Comment 6 Vittorio 2009-11-02 14:07:55 UTC
this bug applies also with the unstable kernel 2.6.31-r4
Comment 7 Dawid Węgliński (RETIRED) gentoo-dev 2010-09-29 12:02:13 UTC
Is this still a problem for you? If so, could you share some information about your hardware specification?
Comment 8 Matthias Schoepfer 2010-10-01 13:14:07 UTC
(In reply to comment #7)
> Is this still a problem for you? If so, could you share some information about
> your hardware specification?

I was having the same issue, if I recall correctly, I could resolve the issue by updating the firmware of the infiniband cards (We have some DELL OEM carda).

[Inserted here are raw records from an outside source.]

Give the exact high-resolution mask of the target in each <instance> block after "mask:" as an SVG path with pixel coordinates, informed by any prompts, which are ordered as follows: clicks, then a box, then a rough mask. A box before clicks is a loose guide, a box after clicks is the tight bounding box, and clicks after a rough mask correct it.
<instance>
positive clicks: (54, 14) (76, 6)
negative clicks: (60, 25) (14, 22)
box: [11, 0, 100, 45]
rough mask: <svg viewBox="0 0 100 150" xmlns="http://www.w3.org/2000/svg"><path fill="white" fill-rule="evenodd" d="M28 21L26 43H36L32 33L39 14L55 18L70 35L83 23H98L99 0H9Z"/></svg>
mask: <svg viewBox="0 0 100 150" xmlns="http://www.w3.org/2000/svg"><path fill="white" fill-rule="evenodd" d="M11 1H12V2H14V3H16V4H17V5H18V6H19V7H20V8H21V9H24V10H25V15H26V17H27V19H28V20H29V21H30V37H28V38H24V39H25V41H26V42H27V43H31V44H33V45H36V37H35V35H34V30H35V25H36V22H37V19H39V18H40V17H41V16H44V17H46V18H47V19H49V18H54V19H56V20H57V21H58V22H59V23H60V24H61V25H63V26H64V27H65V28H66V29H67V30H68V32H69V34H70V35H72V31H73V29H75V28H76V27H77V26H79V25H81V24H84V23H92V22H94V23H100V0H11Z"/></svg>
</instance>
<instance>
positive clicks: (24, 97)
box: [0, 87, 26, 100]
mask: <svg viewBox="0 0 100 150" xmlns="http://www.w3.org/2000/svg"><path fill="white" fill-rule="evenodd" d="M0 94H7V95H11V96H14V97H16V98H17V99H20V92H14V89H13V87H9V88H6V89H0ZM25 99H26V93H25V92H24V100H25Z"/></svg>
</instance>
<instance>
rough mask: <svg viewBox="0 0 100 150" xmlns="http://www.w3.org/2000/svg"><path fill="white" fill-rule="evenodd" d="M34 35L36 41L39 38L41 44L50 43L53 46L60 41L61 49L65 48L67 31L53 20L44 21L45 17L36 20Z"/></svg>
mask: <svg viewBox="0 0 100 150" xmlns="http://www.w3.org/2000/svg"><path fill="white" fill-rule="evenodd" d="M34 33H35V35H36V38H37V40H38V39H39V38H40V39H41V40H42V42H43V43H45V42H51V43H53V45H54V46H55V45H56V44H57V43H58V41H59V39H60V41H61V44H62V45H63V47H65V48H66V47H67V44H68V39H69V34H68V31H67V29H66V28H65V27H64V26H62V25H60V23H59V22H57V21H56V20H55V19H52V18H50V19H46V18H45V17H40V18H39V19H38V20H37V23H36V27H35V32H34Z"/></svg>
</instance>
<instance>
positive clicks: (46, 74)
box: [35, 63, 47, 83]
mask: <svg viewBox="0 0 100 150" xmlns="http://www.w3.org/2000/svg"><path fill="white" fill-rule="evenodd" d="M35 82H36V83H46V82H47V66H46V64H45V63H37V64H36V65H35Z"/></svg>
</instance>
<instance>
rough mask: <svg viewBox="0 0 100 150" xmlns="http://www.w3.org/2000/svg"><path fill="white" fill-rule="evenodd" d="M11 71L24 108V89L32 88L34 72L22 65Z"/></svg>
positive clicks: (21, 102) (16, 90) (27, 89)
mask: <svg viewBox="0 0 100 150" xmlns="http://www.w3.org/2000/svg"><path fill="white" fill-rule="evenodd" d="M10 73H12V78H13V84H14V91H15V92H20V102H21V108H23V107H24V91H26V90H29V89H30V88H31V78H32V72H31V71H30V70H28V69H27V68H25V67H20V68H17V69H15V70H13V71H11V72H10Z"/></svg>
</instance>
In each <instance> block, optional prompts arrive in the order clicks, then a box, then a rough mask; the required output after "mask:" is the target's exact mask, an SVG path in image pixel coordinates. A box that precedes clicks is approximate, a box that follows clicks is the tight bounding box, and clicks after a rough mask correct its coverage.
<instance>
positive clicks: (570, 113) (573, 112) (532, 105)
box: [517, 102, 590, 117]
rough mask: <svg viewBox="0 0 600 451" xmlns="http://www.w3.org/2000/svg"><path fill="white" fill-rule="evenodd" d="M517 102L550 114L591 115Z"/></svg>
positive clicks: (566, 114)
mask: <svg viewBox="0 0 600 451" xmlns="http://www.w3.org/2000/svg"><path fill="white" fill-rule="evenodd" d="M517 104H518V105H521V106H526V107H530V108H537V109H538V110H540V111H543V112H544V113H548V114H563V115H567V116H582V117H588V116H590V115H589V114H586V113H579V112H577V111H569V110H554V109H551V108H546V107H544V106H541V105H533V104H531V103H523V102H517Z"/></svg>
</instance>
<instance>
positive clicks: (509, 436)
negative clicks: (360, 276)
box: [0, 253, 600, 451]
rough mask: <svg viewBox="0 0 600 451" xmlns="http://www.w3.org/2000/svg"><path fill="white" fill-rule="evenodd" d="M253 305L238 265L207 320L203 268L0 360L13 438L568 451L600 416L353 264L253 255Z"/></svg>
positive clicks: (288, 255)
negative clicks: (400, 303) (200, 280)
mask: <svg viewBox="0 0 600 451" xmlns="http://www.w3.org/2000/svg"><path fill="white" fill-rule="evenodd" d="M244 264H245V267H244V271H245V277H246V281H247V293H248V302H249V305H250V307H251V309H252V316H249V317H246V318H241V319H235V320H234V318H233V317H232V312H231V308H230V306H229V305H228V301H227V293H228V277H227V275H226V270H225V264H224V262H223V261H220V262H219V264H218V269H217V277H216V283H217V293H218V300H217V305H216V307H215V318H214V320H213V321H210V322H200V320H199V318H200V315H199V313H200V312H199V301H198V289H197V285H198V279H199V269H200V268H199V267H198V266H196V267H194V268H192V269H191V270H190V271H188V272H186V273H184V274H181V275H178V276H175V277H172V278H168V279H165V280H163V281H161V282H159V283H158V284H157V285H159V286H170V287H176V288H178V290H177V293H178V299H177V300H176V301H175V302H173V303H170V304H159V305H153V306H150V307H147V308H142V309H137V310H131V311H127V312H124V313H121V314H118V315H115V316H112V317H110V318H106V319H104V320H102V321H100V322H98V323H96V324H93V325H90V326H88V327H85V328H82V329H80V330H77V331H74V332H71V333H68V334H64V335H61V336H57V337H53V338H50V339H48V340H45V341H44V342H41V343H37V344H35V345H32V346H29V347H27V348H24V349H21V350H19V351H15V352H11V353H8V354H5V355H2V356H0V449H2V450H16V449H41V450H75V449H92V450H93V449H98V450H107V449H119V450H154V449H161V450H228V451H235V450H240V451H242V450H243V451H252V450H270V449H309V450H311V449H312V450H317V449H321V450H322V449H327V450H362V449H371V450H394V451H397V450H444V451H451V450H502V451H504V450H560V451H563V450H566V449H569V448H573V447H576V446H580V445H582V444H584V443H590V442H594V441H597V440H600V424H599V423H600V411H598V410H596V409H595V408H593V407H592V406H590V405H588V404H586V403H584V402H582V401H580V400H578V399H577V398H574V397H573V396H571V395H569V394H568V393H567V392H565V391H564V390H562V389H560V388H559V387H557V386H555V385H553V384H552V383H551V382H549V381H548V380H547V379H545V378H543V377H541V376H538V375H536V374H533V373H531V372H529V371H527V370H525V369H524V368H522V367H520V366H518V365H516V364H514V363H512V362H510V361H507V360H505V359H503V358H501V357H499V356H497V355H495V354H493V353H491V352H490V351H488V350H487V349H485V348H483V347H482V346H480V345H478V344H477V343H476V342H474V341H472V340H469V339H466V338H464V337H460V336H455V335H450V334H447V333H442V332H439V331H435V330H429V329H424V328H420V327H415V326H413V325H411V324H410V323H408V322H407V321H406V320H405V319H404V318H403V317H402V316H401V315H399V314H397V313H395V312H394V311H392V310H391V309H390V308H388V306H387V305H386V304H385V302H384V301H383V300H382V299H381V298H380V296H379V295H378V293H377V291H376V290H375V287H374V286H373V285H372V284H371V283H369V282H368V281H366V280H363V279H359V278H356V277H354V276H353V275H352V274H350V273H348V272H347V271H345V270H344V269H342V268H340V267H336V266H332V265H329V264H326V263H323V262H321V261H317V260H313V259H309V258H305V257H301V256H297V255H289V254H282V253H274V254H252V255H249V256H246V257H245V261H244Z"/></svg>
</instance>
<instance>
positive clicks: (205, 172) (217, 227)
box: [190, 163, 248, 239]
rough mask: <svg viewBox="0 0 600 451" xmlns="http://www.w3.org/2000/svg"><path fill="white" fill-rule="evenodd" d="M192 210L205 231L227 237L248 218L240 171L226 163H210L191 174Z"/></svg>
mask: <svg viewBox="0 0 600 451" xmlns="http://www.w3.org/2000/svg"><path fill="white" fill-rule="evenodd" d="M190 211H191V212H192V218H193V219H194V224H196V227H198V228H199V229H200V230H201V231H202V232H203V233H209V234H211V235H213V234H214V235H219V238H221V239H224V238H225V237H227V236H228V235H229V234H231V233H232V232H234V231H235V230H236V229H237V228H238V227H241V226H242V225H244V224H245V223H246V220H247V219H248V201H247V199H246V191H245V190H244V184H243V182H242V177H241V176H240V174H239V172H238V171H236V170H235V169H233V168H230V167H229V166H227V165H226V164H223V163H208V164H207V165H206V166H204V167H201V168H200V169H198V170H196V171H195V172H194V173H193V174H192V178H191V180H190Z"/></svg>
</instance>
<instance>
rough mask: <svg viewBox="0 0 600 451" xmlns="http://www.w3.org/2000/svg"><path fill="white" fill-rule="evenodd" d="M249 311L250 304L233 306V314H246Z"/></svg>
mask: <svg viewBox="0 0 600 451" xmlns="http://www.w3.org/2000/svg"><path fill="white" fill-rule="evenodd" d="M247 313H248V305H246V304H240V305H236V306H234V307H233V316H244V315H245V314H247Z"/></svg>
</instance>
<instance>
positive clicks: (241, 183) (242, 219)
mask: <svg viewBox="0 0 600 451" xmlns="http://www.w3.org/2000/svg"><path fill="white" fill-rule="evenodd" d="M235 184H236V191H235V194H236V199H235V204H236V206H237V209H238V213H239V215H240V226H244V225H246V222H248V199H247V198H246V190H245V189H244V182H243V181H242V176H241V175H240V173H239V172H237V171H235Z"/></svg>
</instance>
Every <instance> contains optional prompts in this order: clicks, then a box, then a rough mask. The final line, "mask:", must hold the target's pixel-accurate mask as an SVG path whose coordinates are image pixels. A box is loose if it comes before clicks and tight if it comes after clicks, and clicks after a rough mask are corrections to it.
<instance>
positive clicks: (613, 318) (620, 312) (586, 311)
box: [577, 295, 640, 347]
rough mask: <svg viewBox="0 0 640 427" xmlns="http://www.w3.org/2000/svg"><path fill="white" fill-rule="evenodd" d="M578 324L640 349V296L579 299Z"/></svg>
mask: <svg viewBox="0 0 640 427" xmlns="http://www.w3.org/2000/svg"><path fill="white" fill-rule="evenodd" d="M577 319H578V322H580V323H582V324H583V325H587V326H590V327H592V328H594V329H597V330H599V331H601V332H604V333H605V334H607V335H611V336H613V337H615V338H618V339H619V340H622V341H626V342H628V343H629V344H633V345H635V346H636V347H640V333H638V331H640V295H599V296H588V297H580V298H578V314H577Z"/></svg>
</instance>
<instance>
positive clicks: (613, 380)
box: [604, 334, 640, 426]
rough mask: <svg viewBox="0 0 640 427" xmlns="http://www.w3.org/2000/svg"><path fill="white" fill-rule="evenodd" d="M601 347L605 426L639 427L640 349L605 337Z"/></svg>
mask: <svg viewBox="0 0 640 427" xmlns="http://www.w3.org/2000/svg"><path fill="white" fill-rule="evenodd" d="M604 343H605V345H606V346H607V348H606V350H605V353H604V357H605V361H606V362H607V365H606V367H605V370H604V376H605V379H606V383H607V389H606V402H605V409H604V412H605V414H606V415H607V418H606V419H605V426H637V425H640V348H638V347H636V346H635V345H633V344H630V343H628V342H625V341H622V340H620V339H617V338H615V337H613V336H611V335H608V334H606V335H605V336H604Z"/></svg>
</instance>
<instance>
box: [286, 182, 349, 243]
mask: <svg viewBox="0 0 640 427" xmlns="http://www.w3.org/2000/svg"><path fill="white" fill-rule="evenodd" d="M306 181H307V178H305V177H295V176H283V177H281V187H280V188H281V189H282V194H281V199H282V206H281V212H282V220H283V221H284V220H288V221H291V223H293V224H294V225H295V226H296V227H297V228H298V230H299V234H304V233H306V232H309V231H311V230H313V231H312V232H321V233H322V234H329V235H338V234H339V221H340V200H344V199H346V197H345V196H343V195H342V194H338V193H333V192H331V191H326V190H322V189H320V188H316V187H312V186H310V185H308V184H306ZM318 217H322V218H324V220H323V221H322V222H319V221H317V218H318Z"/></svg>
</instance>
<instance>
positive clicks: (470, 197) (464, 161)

But I also recall that I installed libibverbs and libmlx4 from source. There was some issue with the gentoo-ebuild... 

All I actually can recall is that this issue hat absolutely nothing to do with the kernel, as it was configured correctly. It was rather an issue with the userspace libs... 

Hope that helps... 

Comment 9 Dawid Węgliński (RETIRED) gentoo-dev 2010-10-01 17:42:12 UTC
Googling a bit about this issue gave me the same informations - firmware upgrade resolved everyone's problem.